Trim Galore is available as a module on Apocrita.
Usage¶
To run the default installed version of Trim Galore, simply load the trimgalore
module:
module load trimgalore
For usage documentation, run trim_galore -help
.
Example job¶
Serial job¶
Here is an example job running on 9 cores and 9GB of memory:
#!/bin/bash
#$ -cwd
#$ -j y
#$ -pe smp 9
#$ -l h_rt=1:0:0
#$ -l h_vmem=1G
module load trimgalore
trim_galore input.fastq \
--fastqc \
--cores 2 \
--fastqc_args '--nogroup --outdir outdir' \
--output_dir outdir
Notice from the manual regarding optimal core requests
Actual core usage: It should be mentioned that the actual number of cores used is a little convoluted.

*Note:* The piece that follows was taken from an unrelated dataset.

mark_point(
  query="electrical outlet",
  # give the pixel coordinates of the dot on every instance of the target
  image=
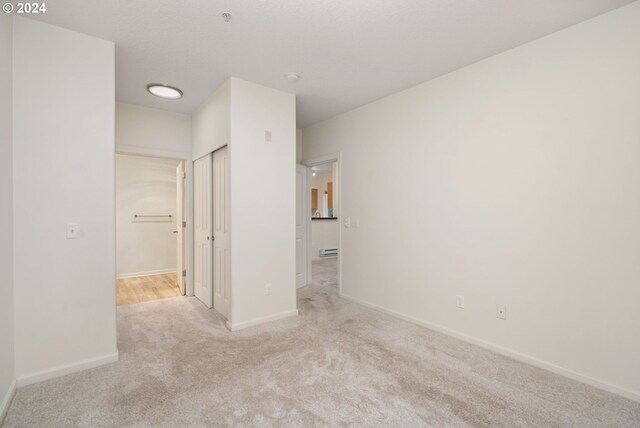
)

Assuming that Python 3 is used and pigz is installed, --cores 2
would use
2 cores to read the input (probably not at a high usage though), 2 cores to
write to the output (at moderately high usage), and 2 cores for Cutadapt
itself + 2 additional cores for Cutadapt (not sure what they are used for)
+ 1 core for Trim Galore itself.
So this can be up to 9 cores, even though most of them won't be used at 100% for most of the time.
Paired-end processing uses twice as many cores for the validation step.
--cores 4
would then be: 4 (read) + 4 (write) + 4 (Cutadapt) + 2 (extra
Cutadapt) + 1 (Trim Galore) = 15. It seems that --cores 4
could be a
sweet spot, anything above has diminishing returns.
Based on this information, we recommend that if you are running repeat tasks
with Trim Galore, you check the efficiency of your completed jobs with the
jobstats
command and adjust your requested core count appropriately.